The headmistress shrugged. ‘Possibly. But perhaps not. You see, if we left Orion and Cimmeria voluntarily, he’d have no reason to pursue us.’

‘Then he’s won,’ Allie said flatly.

‘That’s what we’d want him to think.’ Isabelle gave her a meaningful look. ‘Once we’re out of his reach we will find a way to undermine him. To destroy everything he builds. To defeat him.’

Allie let out a breath she hadn’t known she’d been holding. She felt suddenly numb.

‘So the same fight would continue.’

Isabelle shook her head emphatically.

‘No, Allie,’ she said. ‘A new fight would begin. For the soul of everything. With us in the drivers’ seat.’ She leaned forward. ‘This is what I mean when I talk about losing cleverly. To come back and win another day.’

Allie hated how plausible it sounded. The idea that this war with Nathaniel could go on, even after they’d lost Cimmeria, was more than she could bear right now. With Lucinda still to be buried, and Carter…

She straightened. ‘What about Carter? You’re not giving up on him are you? Because I won’t go anywhere without him.’

Isabelle held up her hands. ‘No,’ she said. ‘No one is going anywhere without Carter. We need to get him back first and then we leave. That’s what I’m focusing on now. Please believe me. I would never do anything that would hurt Carter.’

It was a good plan. Or rather, it was the least-worst plan.

Even so, Allie hated it. You can have all kinds of fancy words for losing, but whatever you call it, you’ve still lost.

On the other hand, getting away – starting over. That was enticing. Leaving Nathaniel behind, at least for a while. Escaping. Being safe.

The thought was almost inconceivable. And she wanted it as much as Isabelle did.

However, she couldn’t imagine how this could be explained to the other students. They seemed so defeated.

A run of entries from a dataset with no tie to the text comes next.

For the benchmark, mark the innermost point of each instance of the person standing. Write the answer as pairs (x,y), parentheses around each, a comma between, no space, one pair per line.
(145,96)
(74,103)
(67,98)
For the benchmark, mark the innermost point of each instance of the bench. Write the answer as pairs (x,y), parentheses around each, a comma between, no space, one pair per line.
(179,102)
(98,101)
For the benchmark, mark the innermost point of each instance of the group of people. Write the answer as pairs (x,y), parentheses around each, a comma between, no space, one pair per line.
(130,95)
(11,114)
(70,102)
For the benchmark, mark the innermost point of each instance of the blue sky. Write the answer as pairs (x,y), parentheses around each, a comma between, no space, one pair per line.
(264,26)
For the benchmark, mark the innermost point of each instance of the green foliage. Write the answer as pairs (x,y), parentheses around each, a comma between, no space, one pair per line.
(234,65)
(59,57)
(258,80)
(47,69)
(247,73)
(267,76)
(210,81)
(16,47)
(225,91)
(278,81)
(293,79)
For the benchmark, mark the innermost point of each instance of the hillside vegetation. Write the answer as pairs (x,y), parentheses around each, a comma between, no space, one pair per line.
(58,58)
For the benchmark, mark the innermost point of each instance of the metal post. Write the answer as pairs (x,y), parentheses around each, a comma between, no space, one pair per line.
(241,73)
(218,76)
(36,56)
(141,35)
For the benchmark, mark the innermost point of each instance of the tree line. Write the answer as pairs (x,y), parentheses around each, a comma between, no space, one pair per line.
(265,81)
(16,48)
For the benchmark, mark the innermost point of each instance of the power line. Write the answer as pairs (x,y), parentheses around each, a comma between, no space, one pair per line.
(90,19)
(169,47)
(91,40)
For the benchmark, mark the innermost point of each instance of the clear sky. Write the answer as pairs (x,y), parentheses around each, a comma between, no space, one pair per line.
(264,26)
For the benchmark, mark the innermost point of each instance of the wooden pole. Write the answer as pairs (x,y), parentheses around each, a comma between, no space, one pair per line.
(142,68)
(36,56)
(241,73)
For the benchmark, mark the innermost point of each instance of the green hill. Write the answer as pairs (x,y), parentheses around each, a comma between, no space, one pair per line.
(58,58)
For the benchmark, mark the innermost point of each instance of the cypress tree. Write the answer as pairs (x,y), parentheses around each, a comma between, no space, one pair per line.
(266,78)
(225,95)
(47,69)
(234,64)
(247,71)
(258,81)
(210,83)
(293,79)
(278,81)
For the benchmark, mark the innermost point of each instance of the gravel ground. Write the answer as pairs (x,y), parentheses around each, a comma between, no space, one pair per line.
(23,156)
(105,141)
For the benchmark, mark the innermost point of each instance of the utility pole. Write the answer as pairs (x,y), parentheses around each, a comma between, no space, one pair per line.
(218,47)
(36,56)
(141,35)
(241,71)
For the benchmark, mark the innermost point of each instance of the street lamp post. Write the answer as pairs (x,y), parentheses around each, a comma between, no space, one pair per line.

So exhausted. If she told them Isabelle’s big plan was to lose really, really well…

They’d give up. The way she kind of wanted to give up now.

They had to find a way to make everyone believe losing really was victory.

She could hear no sound at all coming from the corridor. The school was quiet as a church. So her voice seemed startlingly loud when she spoke again.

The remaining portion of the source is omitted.